The latest tender price forecast from QS Davis Langdon & Everest show that tender prices fell 0.5% in the first three months of this year. Prices increased 3.6% in the final quarter of 2000 and nearly 10% throughout last year.
Barrie Tankel, chairman of QS Barrie Tankel Partnership, said the easing in tender price rises was the first sign of the US slowdown affecting the UK market.
He said: "It's indicative that people are concerned about what is going on. The downturn is definitely showing itself and the fall-off is apparent because the tender market is a good market." Tankel said a reduction in the amount of work available forced down tender prices as contractors competed for the work. He predicted that tender prices would not accelerate again until at least the turn of the year.
People are concerned. The downturn is definitely showing itself
QS Barrie Tankel
He said: "I think we are going to see some further bad news out of the USA and that will have an effect around the world." Vince Clancy, managing partner of the cost management arm of consultant Turner & Townsend, said the slowdown in tender price increases was partly down to contractors looking to fill up their order books as the threat of a downturn loomed.

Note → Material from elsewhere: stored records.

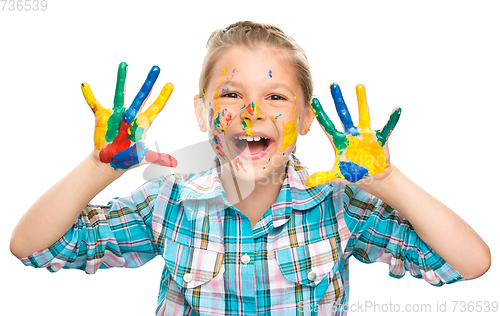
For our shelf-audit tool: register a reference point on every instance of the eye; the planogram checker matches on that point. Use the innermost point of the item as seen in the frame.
(276, 97)
(230, 95)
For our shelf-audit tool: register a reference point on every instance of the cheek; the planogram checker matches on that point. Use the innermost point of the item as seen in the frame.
(219, 118)
(289, 130)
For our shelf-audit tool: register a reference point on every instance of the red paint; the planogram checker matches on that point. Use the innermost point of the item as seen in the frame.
(120, 143)
(161, 159)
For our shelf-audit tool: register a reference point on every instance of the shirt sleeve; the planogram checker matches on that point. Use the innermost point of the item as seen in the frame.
(381, 234)
(118, 234)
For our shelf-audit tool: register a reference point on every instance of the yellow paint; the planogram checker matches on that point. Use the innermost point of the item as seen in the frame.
(325, 176)
(146, 118)
(367, 153)
(290, 130)
(363, 150)
(247, 117)
(101, 117)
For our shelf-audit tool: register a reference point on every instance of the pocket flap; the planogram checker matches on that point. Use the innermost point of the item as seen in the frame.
(308, 264)
(191, 267)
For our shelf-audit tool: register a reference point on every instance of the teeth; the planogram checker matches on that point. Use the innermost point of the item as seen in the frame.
(250, 138)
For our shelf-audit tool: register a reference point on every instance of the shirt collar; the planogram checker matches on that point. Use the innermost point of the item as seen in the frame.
(294, 193)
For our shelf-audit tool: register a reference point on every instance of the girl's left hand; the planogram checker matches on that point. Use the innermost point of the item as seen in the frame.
(361, 154)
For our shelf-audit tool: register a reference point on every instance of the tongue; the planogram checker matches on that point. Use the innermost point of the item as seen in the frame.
(255, 147)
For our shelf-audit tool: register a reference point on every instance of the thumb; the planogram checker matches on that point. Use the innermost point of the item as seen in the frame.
(160, 159)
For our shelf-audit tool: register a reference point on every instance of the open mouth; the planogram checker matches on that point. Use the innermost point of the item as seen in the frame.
(252, 145)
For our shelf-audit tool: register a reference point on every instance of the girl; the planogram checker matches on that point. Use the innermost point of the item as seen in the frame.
(256, 233)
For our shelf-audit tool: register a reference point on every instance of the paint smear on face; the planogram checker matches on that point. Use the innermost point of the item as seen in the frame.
(216, 93)
(290, 130)
(237, 164)
(252, 112)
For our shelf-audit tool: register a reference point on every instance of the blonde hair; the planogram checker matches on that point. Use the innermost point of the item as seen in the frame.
(252, 36)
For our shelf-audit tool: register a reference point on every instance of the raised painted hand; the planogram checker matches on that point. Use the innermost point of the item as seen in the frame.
(119, 136)
(360, 152)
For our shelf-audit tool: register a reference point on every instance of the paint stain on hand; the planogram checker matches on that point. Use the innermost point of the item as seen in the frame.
(358, 150)
(119, 131)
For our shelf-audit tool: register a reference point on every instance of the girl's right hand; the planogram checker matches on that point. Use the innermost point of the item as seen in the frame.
(120, 133)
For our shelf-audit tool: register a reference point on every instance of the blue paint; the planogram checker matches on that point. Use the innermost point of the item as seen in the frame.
(352, 172)
(142, 95)
(129, 157)
(342, 111)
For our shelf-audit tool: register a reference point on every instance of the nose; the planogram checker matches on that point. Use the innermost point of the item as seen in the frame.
(252, 112)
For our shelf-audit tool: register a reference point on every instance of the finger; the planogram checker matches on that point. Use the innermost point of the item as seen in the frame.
(364, 116)
(90, 98)
(342, 111)
(120, 86)
(155, 108)
(338, 138)
(323, 177)
(142, 95)
(160, 159)
(383, 135)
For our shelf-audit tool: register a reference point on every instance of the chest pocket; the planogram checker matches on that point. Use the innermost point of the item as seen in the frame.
(308, 264)
(191, 267)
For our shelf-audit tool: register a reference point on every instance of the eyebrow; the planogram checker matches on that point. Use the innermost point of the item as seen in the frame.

He said: "The acceleration we saw in 2000 has slowed. Contractors are very keen to fill order books up with a potential slowdown. They are keener to pick up work. Capacity has freed up due to less work in the high-tech, commercial and industrial sectors." DL&E cost research associate Peter Fordham agreed that the gloomy outlook had slowed tender price increases but said there was little to suggest tender prices would fall sharply. He said: "After the very substantial price hikes last year, this is a stabilisation." Fordham added that labour shortages had eased this year, which had also contributed to the slowdown.